Seeking worldly gain as the only reason for being in the world, and the only thing to do with one’s life, has gone into and totally marked the Western personality over the past 500 years; speaking psycho-dynamically, we can call it the modern Western ‘ego complex.’ Our entire sense of identity, of competence and success, is educated for and geared to worldly gain. Soul and heart disappear, and the ego allies with mind and will. We are highly organized and controlled, but for what? We are monomaniacally pointed in one direction and keep to it, but for what? We are organized to be able to get ahead; we are goal obsessed to be able to get ahead. We think in abstract and cold concepts, the better to ‘calculate’ and ‘figure out’ the best way to harden ourselves for the demands of getting on in the world and gaining the world’s prize.
Jung rightly saw the soul as lost to the ego complex by which modern people are taught, even forced, to live.

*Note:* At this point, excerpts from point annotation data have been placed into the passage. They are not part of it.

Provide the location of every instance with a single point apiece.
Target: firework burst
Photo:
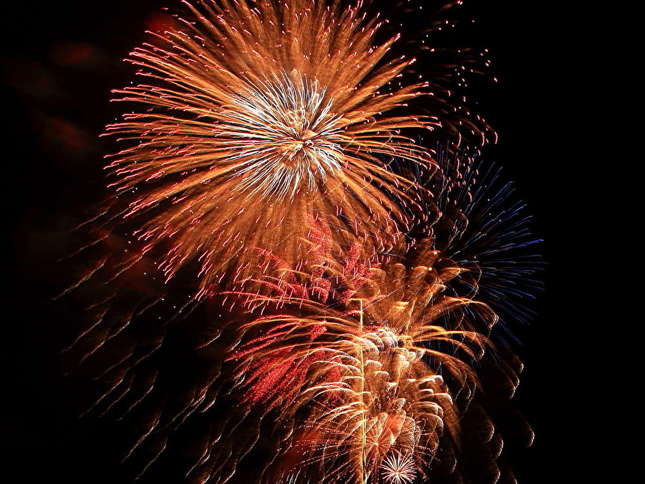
(373, 372)
(256, 121)
(398, 469)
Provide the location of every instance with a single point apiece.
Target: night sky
(59, 62)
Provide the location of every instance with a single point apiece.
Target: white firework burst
(398, 468)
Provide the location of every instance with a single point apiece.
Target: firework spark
(258, 120)
(399, 469)
(375, 373)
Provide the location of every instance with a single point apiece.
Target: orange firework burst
(260, 119)
(375, 375)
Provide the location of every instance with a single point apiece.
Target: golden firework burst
(257, 121)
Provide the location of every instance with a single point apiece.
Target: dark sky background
(59, 61)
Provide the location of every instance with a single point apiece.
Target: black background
(55, 109)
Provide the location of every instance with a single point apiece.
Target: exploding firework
(268, 150)
(256, 121)
(374, 371)
(398, 469)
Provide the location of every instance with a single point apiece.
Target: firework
(375, 373)
(257, 121)
(398, 469)
(271, 151)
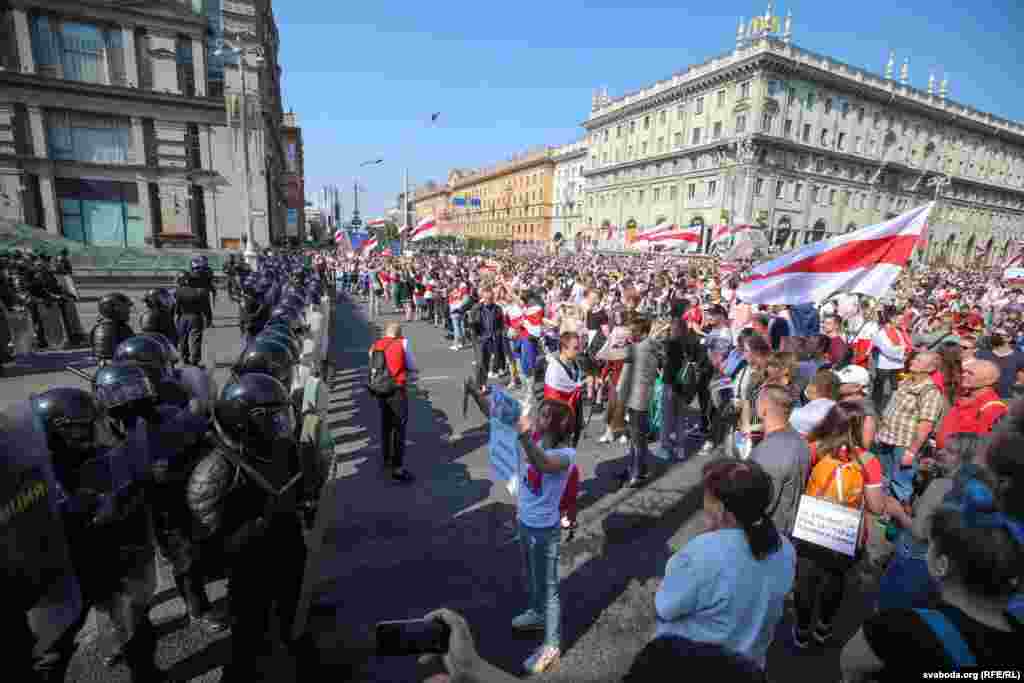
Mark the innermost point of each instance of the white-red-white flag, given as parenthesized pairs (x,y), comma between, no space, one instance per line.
(866,261)
(425,228)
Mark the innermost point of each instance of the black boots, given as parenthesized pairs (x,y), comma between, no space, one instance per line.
(193,591)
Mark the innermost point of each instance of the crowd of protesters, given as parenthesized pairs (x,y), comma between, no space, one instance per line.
(903,409)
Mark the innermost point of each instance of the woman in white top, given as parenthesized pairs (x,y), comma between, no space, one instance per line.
(547,458)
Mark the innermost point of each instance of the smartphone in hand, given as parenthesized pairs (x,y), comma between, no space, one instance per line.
(413,637)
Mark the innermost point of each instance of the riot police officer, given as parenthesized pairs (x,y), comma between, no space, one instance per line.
(112,328)
(193,313)
(101,500)
(159,315)
(244,498)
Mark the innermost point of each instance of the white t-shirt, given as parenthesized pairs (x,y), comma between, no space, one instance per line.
(540,493)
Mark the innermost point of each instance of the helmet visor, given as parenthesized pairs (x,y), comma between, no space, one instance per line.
(129,390)
(271,422)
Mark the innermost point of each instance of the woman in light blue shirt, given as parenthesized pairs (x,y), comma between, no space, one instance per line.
(728,585)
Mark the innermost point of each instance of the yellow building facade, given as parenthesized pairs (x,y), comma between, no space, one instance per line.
(512,201)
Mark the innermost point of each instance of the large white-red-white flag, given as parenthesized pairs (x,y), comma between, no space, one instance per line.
(866,261)
(425,228)
(687,238)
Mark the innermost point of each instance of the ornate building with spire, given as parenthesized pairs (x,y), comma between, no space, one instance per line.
(805,146)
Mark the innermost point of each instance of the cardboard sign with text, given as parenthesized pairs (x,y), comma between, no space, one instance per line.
(827,524)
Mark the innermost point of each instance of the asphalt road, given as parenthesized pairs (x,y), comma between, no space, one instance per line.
(393,551)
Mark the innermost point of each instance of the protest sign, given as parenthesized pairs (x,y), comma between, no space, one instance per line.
(504,444)
(827,524)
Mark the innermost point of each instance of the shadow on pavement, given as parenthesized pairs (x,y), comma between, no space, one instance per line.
(51,361)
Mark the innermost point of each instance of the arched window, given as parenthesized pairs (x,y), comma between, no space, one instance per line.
(782,231)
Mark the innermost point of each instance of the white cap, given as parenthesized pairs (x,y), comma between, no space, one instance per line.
(854,375)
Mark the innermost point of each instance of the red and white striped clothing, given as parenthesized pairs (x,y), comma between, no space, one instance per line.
(532,322)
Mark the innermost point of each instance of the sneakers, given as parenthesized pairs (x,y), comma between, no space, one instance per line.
(542,659)
(528,621)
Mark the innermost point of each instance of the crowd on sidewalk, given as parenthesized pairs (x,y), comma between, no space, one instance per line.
(903,411)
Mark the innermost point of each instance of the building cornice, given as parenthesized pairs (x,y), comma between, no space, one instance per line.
(775,55)
(35,90)
(167,16)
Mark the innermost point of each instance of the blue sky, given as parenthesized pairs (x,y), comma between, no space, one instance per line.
(364,77)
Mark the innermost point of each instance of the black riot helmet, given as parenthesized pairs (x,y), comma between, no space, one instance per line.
(115,306)
(148,352)
(124,390)
(69,417)
(266,356)
(254,411)
(283,337)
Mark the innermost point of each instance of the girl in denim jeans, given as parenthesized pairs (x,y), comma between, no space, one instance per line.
(544,475)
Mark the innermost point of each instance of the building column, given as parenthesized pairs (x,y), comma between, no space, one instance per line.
(199,67)
(23,36)
(37,123)
(131,55)
(137,141)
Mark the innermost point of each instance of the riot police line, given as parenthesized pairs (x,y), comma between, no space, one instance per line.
(146,457)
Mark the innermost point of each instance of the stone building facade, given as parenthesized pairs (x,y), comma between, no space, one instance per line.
(568,191)
(807,147)
(115,123)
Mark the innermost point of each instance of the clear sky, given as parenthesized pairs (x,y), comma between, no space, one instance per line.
(365,77)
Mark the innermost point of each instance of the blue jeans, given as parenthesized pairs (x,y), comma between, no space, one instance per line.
(900,478)
(457,329)
(540,557)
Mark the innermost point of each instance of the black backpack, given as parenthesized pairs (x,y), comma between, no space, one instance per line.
(381,383)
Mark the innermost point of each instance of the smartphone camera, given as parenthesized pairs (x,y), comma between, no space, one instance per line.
(413,637)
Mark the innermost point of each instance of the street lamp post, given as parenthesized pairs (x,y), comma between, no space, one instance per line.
(251,253)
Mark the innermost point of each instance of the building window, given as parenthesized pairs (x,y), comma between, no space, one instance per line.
(75,51)
(86,137)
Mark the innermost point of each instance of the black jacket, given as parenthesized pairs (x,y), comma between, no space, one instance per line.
(193,301)
(105,336)
(160,322)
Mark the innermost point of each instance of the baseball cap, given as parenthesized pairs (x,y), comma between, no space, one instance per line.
(853,375)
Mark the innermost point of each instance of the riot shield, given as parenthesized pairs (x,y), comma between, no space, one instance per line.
(37,570)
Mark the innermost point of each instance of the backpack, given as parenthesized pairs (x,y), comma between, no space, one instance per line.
(381,382)
(838,480)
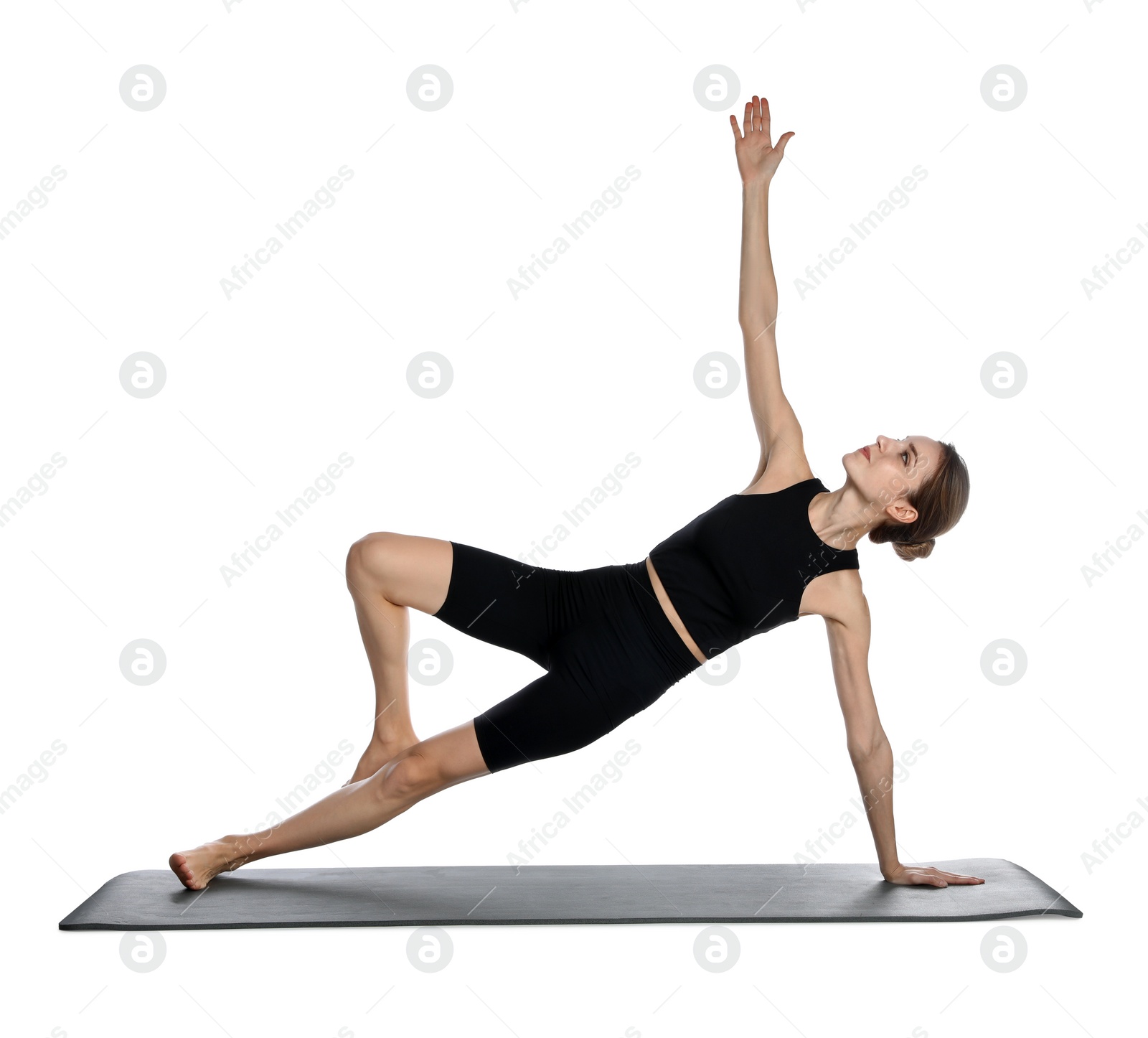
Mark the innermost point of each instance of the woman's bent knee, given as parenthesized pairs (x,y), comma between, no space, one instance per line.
(408,777)
(369,556)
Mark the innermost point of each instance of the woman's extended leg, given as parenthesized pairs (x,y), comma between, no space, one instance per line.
(386,574)
(417,772)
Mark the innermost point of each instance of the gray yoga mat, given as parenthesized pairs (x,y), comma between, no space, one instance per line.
(154,899)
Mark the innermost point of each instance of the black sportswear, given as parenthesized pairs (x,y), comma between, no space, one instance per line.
(608,645)
(602,635)
(740,569)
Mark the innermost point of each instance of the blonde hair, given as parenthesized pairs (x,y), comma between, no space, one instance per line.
(941,501)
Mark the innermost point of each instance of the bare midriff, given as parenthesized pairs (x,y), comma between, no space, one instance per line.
(667,607)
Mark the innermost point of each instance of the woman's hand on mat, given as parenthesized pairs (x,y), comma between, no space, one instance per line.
(914,875)
(757,157)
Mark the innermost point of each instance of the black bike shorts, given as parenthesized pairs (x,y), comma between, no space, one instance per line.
(608,649)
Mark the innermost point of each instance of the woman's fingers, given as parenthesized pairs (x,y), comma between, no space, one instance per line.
(958,877)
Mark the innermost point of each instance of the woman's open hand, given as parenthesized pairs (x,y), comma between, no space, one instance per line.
(913,875)
(757,157)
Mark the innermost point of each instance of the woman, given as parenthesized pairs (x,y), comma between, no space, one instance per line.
(614,639)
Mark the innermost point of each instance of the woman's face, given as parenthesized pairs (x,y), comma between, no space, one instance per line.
(888,471)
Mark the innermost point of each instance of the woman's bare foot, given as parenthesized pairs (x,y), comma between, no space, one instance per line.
(377,754)
(199,867)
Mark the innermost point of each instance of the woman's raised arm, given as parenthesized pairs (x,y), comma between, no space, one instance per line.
(757,312)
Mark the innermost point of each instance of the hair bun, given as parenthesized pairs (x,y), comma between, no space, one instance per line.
(911,550)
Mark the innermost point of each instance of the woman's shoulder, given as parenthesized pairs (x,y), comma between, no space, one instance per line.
(837,595)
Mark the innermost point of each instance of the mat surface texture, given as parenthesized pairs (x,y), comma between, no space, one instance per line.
(560,894)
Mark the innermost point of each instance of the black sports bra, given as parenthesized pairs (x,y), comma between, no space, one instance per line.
(740,569)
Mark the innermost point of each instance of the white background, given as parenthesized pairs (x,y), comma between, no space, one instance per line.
(550,392)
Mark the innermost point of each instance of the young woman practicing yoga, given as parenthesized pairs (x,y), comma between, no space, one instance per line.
(613,639)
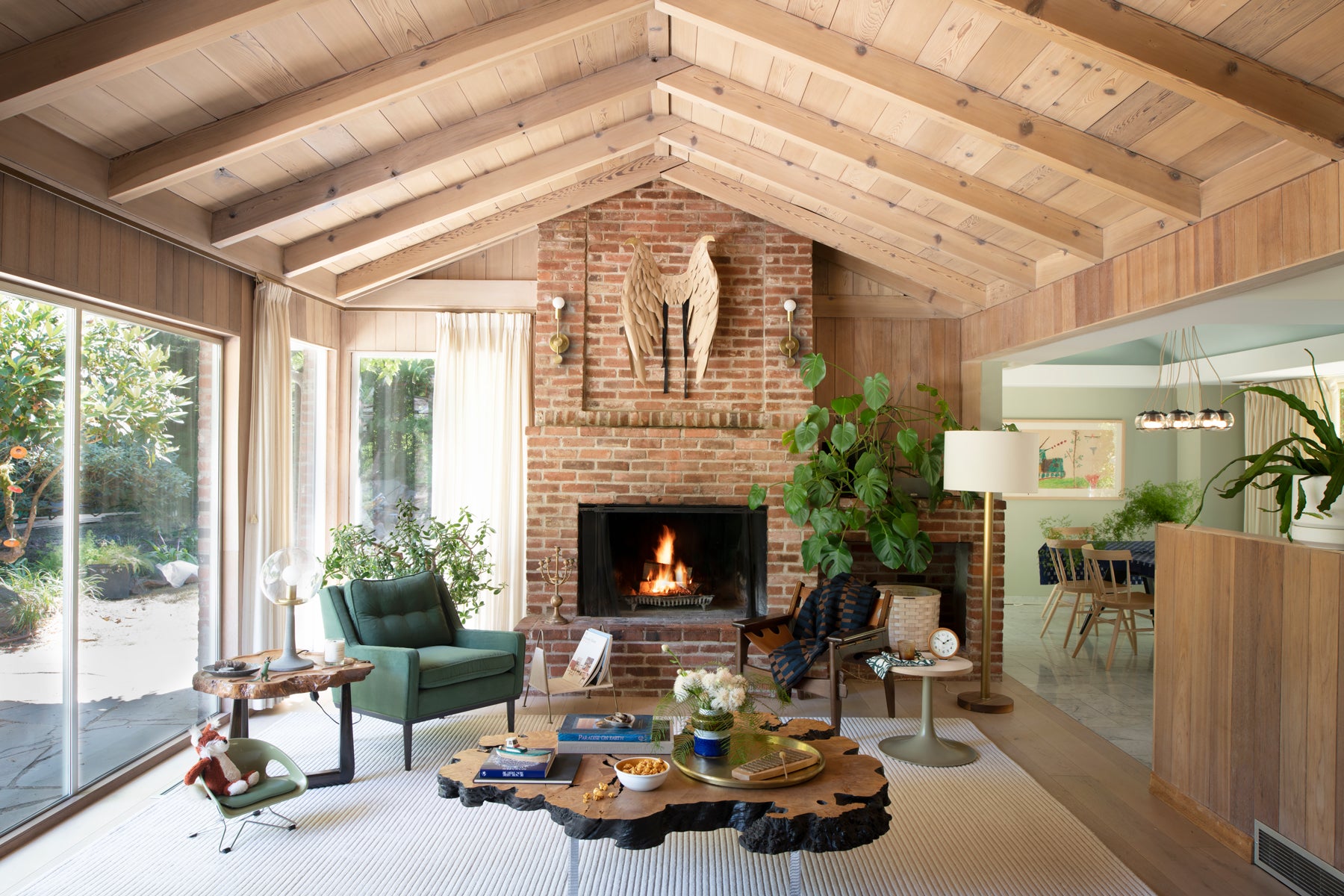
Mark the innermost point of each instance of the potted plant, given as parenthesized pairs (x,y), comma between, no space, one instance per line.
(111,563)
(862,467)
(1305,470)
(453,551)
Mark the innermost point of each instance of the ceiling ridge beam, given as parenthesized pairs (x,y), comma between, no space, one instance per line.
(617,84)
(476,193)
(289,117)
(121,42)
(895,163)
(455,243)
(887,75)
(844,198)
(1196,67)
(925,280)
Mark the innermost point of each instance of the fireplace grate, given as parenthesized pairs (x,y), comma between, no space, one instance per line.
(1293,865)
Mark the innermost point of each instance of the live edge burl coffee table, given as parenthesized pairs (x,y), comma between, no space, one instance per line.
(844,806)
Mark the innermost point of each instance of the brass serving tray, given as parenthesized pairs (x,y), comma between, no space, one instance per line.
(718,771)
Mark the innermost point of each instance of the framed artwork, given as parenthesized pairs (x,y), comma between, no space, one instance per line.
(1078,458)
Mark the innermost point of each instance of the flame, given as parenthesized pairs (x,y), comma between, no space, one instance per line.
(665,551)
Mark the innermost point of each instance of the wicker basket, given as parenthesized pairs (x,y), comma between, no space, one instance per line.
(914,613)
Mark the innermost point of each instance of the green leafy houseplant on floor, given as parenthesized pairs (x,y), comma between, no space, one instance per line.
(855,455)
(1320,452)
(456,551)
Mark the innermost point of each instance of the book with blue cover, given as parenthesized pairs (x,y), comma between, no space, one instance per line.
(578,726)
(526,763)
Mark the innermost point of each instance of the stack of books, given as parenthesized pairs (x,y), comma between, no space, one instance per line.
(579,734)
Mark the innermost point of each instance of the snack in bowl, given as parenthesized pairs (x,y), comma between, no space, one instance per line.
(643,773)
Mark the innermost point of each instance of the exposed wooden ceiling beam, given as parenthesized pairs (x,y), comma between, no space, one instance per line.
(476,193)
(381,84)
(922,279)
(445,247)
(909,168)
(403,160)
(880,213)
(1187,63)
(122,42)
(875,72)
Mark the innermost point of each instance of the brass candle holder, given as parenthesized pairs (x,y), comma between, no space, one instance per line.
(556,570)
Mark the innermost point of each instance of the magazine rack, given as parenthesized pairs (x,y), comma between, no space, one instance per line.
(556,687)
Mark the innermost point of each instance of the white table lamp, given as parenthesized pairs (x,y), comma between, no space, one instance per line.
(989,461)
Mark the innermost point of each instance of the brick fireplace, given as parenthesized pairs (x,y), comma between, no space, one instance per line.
(600,438)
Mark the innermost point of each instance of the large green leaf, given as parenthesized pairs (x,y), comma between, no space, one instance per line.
(877,390)
(813,370)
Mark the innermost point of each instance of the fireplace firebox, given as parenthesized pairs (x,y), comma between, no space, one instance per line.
(699,561)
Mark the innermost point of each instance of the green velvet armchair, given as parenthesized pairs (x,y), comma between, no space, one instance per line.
(426,664)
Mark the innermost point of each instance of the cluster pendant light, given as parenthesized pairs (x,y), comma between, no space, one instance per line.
(1191,351)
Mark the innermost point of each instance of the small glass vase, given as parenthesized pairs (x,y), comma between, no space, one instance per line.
(712,732)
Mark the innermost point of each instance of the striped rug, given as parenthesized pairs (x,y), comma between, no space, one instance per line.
(986,828)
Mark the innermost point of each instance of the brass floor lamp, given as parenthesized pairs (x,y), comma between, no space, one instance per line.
(989,462)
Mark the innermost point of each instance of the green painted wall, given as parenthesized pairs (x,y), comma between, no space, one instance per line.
(1160,457)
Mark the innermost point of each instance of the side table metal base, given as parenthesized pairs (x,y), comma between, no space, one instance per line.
(927,748)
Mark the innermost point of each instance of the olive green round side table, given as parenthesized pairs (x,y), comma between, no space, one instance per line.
(927,748)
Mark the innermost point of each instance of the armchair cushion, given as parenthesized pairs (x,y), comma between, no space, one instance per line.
(447,665)
(399,613)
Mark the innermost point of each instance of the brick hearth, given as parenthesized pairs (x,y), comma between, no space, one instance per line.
(603,438)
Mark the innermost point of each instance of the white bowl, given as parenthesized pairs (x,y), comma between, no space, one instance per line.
(641,782)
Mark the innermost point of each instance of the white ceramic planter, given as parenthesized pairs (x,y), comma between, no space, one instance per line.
(1325,528)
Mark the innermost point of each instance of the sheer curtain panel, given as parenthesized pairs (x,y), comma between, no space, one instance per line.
(483,398)
(269,464)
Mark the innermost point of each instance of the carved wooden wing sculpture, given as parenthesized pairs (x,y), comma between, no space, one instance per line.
(641,307)
(648,292)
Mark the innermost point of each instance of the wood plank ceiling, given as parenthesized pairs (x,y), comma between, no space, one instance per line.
(957,152)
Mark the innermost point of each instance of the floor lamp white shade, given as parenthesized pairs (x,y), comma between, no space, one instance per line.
(994,461)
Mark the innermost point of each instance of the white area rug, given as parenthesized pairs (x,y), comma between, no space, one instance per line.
(986,828)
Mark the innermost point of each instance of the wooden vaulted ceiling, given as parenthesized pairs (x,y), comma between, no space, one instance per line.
(959,152)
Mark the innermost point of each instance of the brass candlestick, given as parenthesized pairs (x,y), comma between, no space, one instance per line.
(556,570)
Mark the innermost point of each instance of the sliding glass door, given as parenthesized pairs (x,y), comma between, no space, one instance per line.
(109,544)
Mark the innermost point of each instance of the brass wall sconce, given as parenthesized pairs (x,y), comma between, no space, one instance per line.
(559,343)
(789,344)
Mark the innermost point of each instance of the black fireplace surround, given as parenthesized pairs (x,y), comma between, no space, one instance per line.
(725,546)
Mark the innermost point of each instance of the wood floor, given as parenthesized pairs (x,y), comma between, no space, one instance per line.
(1095,780)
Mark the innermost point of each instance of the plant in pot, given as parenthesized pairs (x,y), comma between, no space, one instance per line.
(862,467)
(112,563)
(1303,470)
(453,551)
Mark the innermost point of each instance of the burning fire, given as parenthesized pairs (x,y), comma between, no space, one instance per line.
(665,575)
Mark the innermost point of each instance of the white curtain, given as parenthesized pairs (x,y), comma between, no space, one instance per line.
(483,398)
(1268,421)
(269,464)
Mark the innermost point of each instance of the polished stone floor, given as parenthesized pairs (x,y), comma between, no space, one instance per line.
(1117,704)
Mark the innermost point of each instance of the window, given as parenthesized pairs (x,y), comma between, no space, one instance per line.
(394,402)
(111,597)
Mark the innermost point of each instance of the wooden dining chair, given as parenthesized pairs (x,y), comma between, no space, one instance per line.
(1115,600)
(1063,532)
(1073,590)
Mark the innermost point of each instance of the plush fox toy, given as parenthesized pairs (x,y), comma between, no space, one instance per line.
(218,770)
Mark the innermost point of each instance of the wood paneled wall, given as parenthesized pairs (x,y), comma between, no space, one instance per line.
(1296,223)
(1248,684)
(907,351)
(57,242)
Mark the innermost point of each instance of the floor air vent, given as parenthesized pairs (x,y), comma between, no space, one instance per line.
(1295,867)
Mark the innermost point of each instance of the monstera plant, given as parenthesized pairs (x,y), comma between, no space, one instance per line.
(862,458)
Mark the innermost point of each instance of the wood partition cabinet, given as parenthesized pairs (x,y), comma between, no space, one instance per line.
(1248,684)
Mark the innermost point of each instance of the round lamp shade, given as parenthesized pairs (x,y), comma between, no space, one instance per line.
(289,576)
(994,461)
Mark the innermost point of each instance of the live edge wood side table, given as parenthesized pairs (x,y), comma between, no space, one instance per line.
(284,684)
(841,808)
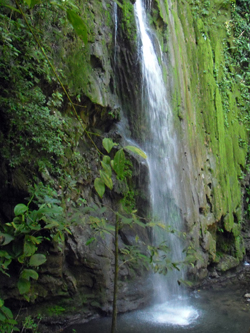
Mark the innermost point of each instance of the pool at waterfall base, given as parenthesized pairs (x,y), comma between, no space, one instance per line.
(208,311)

Existentialism sees the heart as obscured by this same ego complex. Here is the modern personality: uni-dimensional, semi alive only above the neck, coldly ambitious, disconnected from all contact but rationalizing this as being independent, shallow but rationalizing this as mastery over the world. Craziness and criminality keep escalating, and we are unaware one of the major causes is the dehumanized world we are creating in the West. I hear commentators, and politicians, rhetorically and bombastically going on about our ‘values.’ I think, what values? What are the real values of the West nowadays? Freedom? Tolerance? The only freedom we tolerate is that needed for worldly gain, which means making money, exercising the ambition which is worldly, and acquiring power.
Worldly gain needs ambition, and wants power.